Tudo bem. "Esquerda" e "direita" são termos obsoletos e "centro" hoje é sinônimo de PMDB, ou de uma nevoa ideológica.
O novo partido paulista não vem preencher um vácuo, vem institucionalizar o vácuo. Seu nome evoca o passado, quando o Getúlio, para não dizerem que o Brasil não era uma democracia, inventou dois partidos opostos, o PTB e o PSD. Justiça seja feita: o novo partido surge representando nada, mas com saudade de um tempo em que as siglas, mesmo falsas, significavam alguma coisa.
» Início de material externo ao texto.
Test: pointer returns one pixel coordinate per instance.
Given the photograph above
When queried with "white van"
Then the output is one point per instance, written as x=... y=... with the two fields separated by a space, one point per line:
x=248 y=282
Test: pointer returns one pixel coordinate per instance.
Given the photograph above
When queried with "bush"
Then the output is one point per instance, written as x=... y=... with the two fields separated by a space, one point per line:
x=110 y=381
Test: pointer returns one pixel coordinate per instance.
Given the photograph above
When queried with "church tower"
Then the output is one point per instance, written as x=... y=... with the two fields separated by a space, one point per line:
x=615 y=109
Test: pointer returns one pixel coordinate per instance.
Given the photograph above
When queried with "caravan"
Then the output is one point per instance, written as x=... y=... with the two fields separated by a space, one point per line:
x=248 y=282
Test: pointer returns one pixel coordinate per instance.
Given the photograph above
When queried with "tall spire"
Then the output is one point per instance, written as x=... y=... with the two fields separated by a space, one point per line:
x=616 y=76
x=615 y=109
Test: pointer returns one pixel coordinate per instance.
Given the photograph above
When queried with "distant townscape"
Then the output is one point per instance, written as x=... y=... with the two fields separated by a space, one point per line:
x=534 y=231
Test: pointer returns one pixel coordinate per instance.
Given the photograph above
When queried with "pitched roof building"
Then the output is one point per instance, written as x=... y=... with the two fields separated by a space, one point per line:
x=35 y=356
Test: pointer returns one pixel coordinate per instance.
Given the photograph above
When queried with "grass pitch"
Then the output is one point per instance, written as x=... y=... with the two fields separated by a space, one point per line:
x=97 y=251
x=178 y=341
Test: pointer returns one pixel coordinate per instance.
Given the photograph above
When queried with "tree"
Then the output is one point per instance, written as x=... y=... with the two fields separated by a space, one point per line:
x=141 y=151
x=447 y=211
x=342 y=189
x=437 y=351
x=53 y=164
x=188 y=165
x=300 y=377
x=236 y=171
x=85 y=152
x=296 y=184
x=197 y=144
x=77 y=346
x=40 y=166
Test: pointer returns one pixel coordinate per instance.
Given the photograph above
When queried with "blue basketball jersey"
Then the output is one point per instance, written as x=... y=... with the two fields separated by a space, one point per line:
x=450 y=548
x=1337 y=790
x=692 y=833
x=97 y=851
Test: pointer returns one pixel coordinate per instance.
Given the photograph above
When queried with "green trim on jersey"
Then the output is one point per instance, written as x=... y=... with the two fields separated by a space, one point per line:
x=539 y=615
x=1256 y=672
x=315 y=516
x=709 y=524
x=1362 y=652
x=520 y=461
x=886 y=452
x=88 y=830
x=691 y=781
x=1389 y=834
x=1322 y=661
Bom mesmo era o século 19, quando tudo isso começou. Como no texto do Paulo Mendes Campos que fala das primeiras do Gênese, com "o mundo ainda úmido da criação", se poderia descrever com o mesmo encanto aquele outro inicio. Quando a História, por assim dizer, entrou na história e tudo recebia seus nomes verdadeiros. Uma segunda Criação. Hegel ainda quente, Marx lançando suas ideias explosivas como granadas, o passado e o futuro sendo redefinidos com rigor científico e a modernidade tecnológica e a modernidade social (ou, simplificando, a máquina a vapor e a nova consciência proletária) prestes a se fundir para transformar o mundo. "Bliss it was in that dawn to be alive", êxtase era estar vivo naquela aurora, escreveu o poeta Wordsworth sobre a Revolução Francesa.
A esquerda poderia dizer o mesmo do século 19. Naquela aurora não havia dúvida sobre a inevitabilidade histórica do socialismo.
Mas êxtase também espera a direita numa volta idílica ao século 19. Foi o século de reação à Revolução, da restauração conservadora na Europa depois do terremoto republicano e do nascente capitalismo industrial sem remorso. Os que hoje propõem a "flexibilização" dos direitos dos trabalhadores conquistados em anos de luta (como os que os ingleses defendiam nas ruas de Londres, há dias) babariam com o que veriam no velho século: homens, mulheres e crianças trabalhando 15 horas por dia, sem qualquer amparo, e sem qualquer encargo legal ou moral, fora os magros salários, para seus empregadores. A perfeição. Antes que a pregação socialista a estragasse.
Século 19, terra de sonhos. Tanto para a esquerda quanto para a direita, antes que tudo virasse um mingau só.